Au Québec, selon la Maison d’Haïti, on estime qu’environ 800 personnes d’origine haïtienne occuperaient par exemple un poste de préposé aux bénéficiaires, notamment dans des CHSLD, tout en étant en attente d’un statut d’immigration.

Elles sont arrivées au moment de l’arrivée massive par le chemin Roxham [entre 2017 et 2018], mais leur dossier n’a pas encore été traité, explique Marjorie Villefranche, directrice de la Maison d’Haïti, un organisme qui vient notamment en aide à ces demandeurs d’asile.

Maintenant, elles sont complètement intégrées. Elles n’ont pas de statut, mais elles ont un permis de travail. Il faut une reconnaissance de leur travail, affirme-t-elle.

Je suis très heureux de leur travail, a d’ailleurs affirmé François Legault, en conférence de presse, tout en ajoutant que le Québec est chanceux de compter sur ces personnes.

Mais il y a des règles, a-t-il spécifié, en renvoyant ce sujet sur la table du gouvernement fédéral.

Je pense que c’est important de respecter les règles.

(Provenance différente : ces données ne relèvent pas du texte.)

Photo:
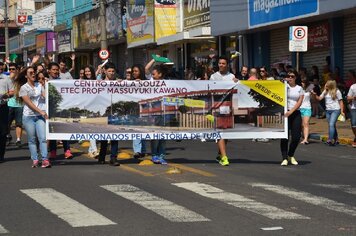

En effet, à proprement parler, le dossier des demandeurs d’asile n’est pas une compétence de Québec. En réalité, c’est un tribunal administratif indépendant, la Commission de l’immigration et du statut de réfugié du Canada, qui analyse ces demandes.

Une députée demande un PEQ-santé

Des voix s’élèvent néanmoins pour que Québec et Ottawa agissent afin que ces immigrants puissent obtenir une résidence permanente.

La semaine passée, la députée provinciale indépendante Catherine Fournier avait présenté une motion pour que Québec reconnaisse la contribution de ces demandeurs d’asile durant cette crise, tout en demandant à Ottawa de régulariser rapidement leur statut.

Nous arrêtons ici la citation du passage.